# What happened to my little angel?



## tessybear (May 1, 2011)

Oh dear! My sweet little Dexter embarrassed me at his first puppy playschool today by growling and barking at all the other puppies and trying to hump everyone. I didn't know where to put myself! He was the youngest there too! Can this really my sweet placid little angel? How can I face it again next week?


----------



## kendal (Jul 16, 2009)

lol he will be fine and so will you, just relax and enjoy


----------



## holicon (Mar 8, 2011)

I had a dog once that use to hump every dog when I took him to training classes and he had been "done". All the other dogs would come running back to their owners but not mine. I gave up going in the end. He wasn't a cockapoo though.


----------



## embee (Dec 27, 2010)

tessybear said:


> Oh dear! My sweet little Dexter embarrassed me at his first puppy playschool today by growling and barking at all the other puppies and trying to hump everyone. I didn't know where to put myself! He was the youngest there too! Can this really my sweet placid little angel? How can I face it again next week?


Maybe he's just getting all worked up and excited by being with all the other dogs and just doesn't know how to behave/respond and feels all mixed up. Just have fun and give him chance to figure out how to react, greet and read all sorts of others dogs and he'll settled in the end.


----------



## JoJo (Mar 2, 2011)

Oh Tessy .. that made me smile .. he will settle down, it is just the excitement of meeting his new friends ... hold your head up high and go back next week .. he will get the hang of it soon enough and learn what you expect of him ... if not reach for a glass of wine or a big bar of chocolate when you get home xxx


----------



## Jedicrazy (Apr 26, 2011)

tessybear said:


> Oh dear! My sweet little Dexter embarrassed me at his first puppy playschool today by growling and barking at all the other puppies and trying to hump everyone. I didn't know where to put myself! He was the youngest there too! Can this really my sweet placid little angel? How can I face it again next week?


LOL, sorry! I'm only laughing because we start puppy classes on Friday and I have a feeling that Obi might be a little over friendly too. Will let you know..

Seriously, don't worry. Next week there will be something new happening with someone else's dog. Don't forget, you always think it's worse than everyone else does anyway. "Just smile and wave boys"


----------



## Ali79 (Mar 30, 2011)

If you think Dexter was bad you should have come to our puppy training classes!!! There was a tiny mixed breed pup called Teddy who spent his whole time trying to hump Bella the Great Dane pup even though he didn't reach above her ankles and when she graduated to obedience classes he picked on all the others (male and female)!! We all found it very funny although his poor owner was mortified and said he does it all the time at home! Dexter is just trying to show who is boss and will probably have someone else trying to do the same next week! It will get better


----------



## tessybear (May 1, 2011)

Well thanks everyone who replied, you have given me the courage to give it another go! The sympathetic vet-nurse who ran it said it was just over- excitement but I just hope he improves quickly!


----------



## weez74 (Feb 9, 2011)

tessybear said:


> Well thanks everyone who replied, you have given me the courage to give it another go! The sympathetic vet-nurse who ran it said it was just over- excitement but I just hope he improves quickly!
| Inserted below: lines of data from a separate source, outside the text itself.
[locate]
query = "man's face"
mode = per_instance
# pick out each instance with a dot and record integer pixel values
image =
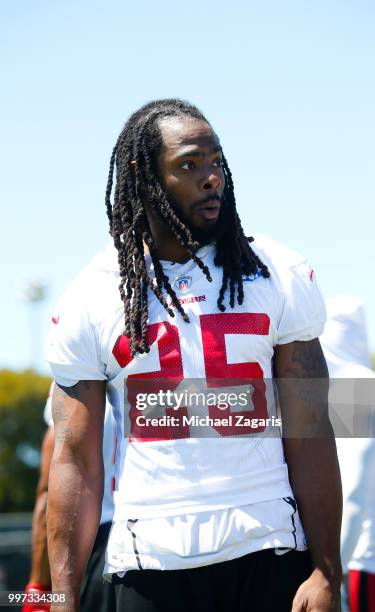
(190, 171)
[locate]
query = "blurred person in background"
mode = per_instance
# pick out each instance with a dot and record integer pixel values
(345, 345)
(96, 594)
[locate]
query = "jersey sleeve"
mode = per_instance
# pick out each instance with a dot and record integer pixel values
(304, 313)
(47, 414)
(71, 347)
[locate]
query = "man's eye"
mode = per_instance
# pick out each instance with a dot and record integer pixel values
(188, 165)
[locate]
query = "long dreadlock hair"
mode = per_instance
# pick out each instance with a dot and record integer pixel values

Ah, I had a little chuckle about this too! Rosie was awful - she barked and barked (despite never having barked much before - she makes up for it now) and some of the other owners commented that their dogs didn't know how to bark - by the endof th party, they had ALL picked it up off her. She terrorised a poor little Jack Russell puppy who was cowering under the chairs every time she came near and raced around from dog to dog barking and jumping on them and play biting them. I was so embarassed (but secretly a bit proud that she was just having so much fun). And then at the next one, she took on a huge Rottweiler/American Bulldog cross, who strolled in confidently and ended up running away from her!
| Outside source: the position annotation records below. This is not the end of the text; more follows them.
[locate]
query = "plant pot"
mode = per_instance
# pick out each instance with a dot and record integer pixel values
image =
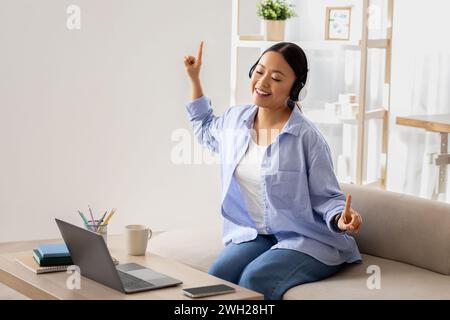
(273, 30)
It was all play - I think they just have so much energy and so much happiness and they just want to roll around with allt he other dogs and have fun! And the big furry coat makes them think they are bigger than everyone else so they don't have to be scared of them!"


----------



## tessybear (May 1, 2011)

Thanks Louise, underneath my embarrassment I suppose I was secretly a little bit proud that he wasn't one of the puppies cringing under a chair!


----------



## JoJo (Mar 2, 2011)

tessybear said:


> Well thanks everyone who replied, you have given me the courage to give it another go! The sympathetic vet-nurse who ran it said it was just over- excitement but I just hope he improves quickly!


Think positive and update us on your next meeting .. I am sure it will be better than the last one xxxx


----------



## Sarette (Mar 21, 2011)

When is the next meeting? x


----------



## embee (Dec 27, 2010)

Sarette said:


> When is the next meeting? x


Ohhh goody - this is going to turn into a 'JD like' thread where we all wait up munching jaffas and waiting for the next instalment


----------



## Dylansmum (Oct 29, 2010)

embee said:


> Ohhh goody - this is going to turn into a 'JD like' thread where we all wait up munching jaffas and waiting for the next instalment


Mandy, strikes me you are looking for any excuse to hit the Jaffa Cakes


----------



## tessybear (May 1, 2011)

Mandy it's Tuesday!!!


----------



## wilfiboy (Sep 18, 2010)

Yeh i agree with everyone just be confident if you're nervous he may pick that up from you... a big part of going is socialising and learning dogginess... Better to be confident than nervous its the nervous dogs that are more likely to snap due to being scared. Just laugh lol ... lovely boy x


----------



## Mez-UK (May 4, 2011)

I'm sorry but it did make me laugh.....I think it is the vision in my head of this little pup going from one to another......Please Please don't give up he will settle I promise just don't give up especially if it's because your embaressed we have all been there! Think how Dexter must be feeling especially when he realised he had got the wrong end! which im sure he did


----------